An actuator line method for performance prediction of HAWTs at urban flow conditions: A case study of rooftop wind turbines

Abstract

Blade-resolved numerical modeling of wind turbines at complex flow conditions are resource expensive due to large computational domains and extra-fine grid requirements. The Actuator Line Method (ALM) can significantly boost the simulation speed, providing acceptable accuracy and flow details. This study investigates the performance of NREL Phase VI wind turbine mounted over a high-rise building at nine different locations, providing practical illustrations of complicated flow situations. To demonstrate the superior capabilities of this method compared to the actuator disk model, two hub-heights are considered for mounting the wind turbine. Results showed that the power coefficient of the turbines with higher hub-height are close to the corresponding bare wind turbine.

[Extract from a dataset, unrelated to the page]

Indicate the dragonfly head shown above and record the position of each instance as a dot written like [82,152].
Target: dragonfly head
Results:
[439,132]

However, up to 52 % reduction was observed for the low hub-heights. Furthermore, variations of the bending moment experienced by the turbine's blade in a complete revolution are presented, which is a crucial factor affecting the fatigue life and structural stability of the wind turbine. Eventually, more in-depth discussions on the time-evolution of rotor performance at various locations are presented by illustrating the spanwise distributions of Angle-of-Attack histogram and its PSD diagram for the blade-1 of the wind turbine.